RARE Daily

Atsena Therapeutics Raises $55 Million to Advance LCA1 Gene Therapy

December 16, 2020

Rare Daily Staff

Atsena Therapeutics closed an oversubscribed $55 million series A financing that will be used to advance its clinical stage pipeline of gene therapies to treat inherited forms of blindness.

Sofinnova Investments led the financing with participation from new investors Abingworth and Lightstone Ventures, founding investors Hatteras Venture Partners and the Foundation Fighting Blindness’s RD Fund, and existing investors Osage University Partners, University of Florida, and the Manning Family Foundation.

Proceeds will be used to advance Atsena’s ongoing phase 1/2 clinical trial evaluating a gene therapy for patients with GUCY2D-associated Leber congenital amaurosis (LCA1), as well as complete manufacturing development for a phase 3 trial.

LCA is the most common cause of blindness in children.
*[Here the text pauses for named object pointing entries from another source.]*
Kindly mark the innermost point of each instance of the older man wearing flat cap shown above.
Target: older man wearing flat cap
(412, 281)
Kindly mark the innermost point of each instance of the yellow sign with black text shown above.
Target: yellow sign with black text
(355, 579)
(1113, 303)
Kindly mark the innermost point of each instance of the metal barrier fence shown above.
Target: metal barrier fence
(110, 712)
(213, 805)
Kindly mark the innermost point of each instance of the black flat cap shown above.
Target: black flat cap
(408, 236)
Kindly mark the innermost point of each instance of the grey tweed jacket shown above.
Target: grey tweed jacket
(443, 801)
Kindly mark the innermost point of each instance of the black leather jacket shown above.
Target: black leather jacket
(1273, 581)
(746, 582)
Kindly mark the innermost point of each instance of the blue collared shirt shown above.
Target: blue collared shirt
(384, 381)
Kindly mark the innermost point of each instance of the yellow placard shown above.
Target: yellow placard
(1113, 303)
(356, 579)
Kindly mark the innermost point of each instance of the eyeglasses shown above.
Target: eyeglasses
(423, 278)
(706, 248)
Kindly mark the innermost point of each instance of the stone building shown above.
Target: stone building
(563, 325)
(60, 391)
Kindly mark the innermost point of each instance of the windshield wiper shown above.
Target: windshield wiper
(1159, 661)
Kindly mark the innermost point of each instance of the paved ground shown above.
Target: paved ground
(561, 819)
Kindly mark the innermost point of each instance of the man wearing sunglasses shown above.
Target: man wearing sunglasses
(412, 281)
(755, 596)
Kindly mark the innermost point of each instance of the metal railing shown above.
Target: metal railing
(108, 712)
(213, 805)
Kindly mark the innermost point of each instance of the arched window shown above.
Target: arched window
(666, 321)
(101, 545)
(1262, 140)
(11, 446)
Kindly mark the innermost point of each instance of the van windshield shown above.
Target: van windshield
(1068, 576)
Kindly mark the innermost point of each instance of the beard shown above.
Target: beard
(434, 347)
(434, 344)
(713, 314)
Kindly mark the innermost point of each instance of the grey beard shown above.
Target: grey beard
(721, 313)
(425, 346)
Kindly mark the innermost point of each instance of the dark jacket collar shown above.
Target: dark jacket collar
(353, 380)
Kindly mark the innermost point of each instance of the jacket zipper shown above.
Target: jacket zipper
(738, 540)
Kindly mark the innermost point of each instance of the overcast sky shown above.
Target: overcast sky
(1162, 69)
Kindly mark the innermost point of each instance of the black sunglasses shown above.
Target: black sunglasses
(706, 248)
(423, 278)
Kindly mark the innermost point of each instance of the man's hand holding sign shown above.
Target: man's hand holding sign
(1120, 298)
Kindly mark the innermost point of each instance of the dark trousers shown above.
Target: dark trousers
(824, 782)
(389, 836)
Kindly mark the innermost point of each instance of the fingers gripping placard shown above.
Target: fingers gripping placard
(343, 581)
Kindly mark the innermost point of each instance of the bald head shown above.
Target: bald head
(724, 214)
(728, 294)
LCA1 is caused by mutations in the GUCY2D gene and results in early and severe vision impairment or blindness. GUCY2D-LCA1 is one of the most common forms of LCA, affecting roughly 20 percent of patients who live with this inherited retinal disease.

The phase 1/2 LCA1 clinical trial is currently enrolling patients in the second dosing cohort. Atsena exclusively licensed the rights to the gene therapy from Sanofi, which originally licensed it from University of Florida.

The funds will also enable Atsena to expand its team to support the research and development of novel gene therapies, including the progression of two existing preclinical programs in inherited retinal diseases toward the clinic, and to advance its AAV technology platform.

“We are grateful for the support of our new and existing investors and are encouraged by their enthusiasm for the potential of our technology to overcome the unique hurdles of inherited retinal diseases to prevent or reverse blindness,” said Patrick Ritschel, CEO of Atsena. “The series A financing provides financial runway to reach the key inflection point of reading out efficacy data from our LCA1 clinical trial.”